TINGEWICK, in the hundred and deanery of Buckingham, lies two miles and a half west of Buckingham, on the road to Banbury. It had formerly a weekly market on Tuesdays, granted in 1246, to the abbey De Monte Rothomago, in Normandy, to which monastery the manor had been given by the family of Finmore, in 1210: it was purchased of the abbey, by William of Wickham, and by him made part of the endowment of New College, in Oxford.
In the parish church is a curious brass plate against the east wall of the chancel, with a half-length portrait of Erasmus Williams, rector of Tingewick, who died in 1608, neatly engraved. He is represented with uplifted hands, in the attitude of prayer, and habited in a gown. On each side of him is a pillar, on which hang astronomical, musical, and geometrical instruments, painting utensils, various books, &c.
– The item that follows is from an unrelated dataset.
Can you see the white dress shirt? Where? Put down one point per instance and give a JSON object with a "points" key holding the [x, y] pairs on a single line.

On the top of one of the pillars is a globe, on the other an owl. There are various other devices, as a sun and rainbow, &c. and several texts of scripture. Underneath is the following epitaph :
"This doth Erasmus Williams represent,
"Whom living all did love, dead all lament;
"His humane Arts behind his back attend,
"Whereon spare hours he wisely chose to spend;
"And from Corinthian columns deck'd with arts,
"Now to the Temple's pillar he converts,
"Under the rainbow arch of promise, where
"Of hoped bliss no deluge he need fear:
"He of this church did a firm pillar live,
"To whom dead his wife doth these pillars give.
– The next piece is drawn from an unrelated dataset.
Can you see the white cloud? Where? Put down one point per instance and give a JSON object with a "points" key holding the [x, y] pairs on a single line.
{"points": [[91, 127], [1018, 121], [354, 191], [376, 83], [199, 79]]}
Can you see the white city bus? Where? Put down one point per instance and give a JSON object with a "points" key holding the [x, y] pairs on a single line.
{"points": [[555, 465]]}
"Continued by his scholar and his friend,
"Who wsth'd their love and lives had had one end,
"Erasmus More's Encomium set forth,
"We want a More to praise Erasmus' worth."
At the corner is the name of R. Haydocke, who, if he wrote the epitaph, was a much better artist than poet. That he was the artist there can be little doubt, and that it was Dr. Richard Haydocke, the physician, who was a contemporary of Mr. Williams: he translated Lomatius on painting and engraving, and engraved his own portrait and other plates for that work.
The warden and scholars of New College are patrons of the rectory, to which a manor is annexed. The advowson belonged formerly to the priory of Harmondsworth, in Middlesex. The parish has been inclosed by an act of parliament, passed in 1773, when an allotment of land was assigned to the rector in lieu of tithes, and a small allotment to the poor in lieu of their right to cut furze.
Francis Edmonds, the late rector, who died in 1759, founded a charity school for six boys and six girls, and left an endowment for instructing and clothing them.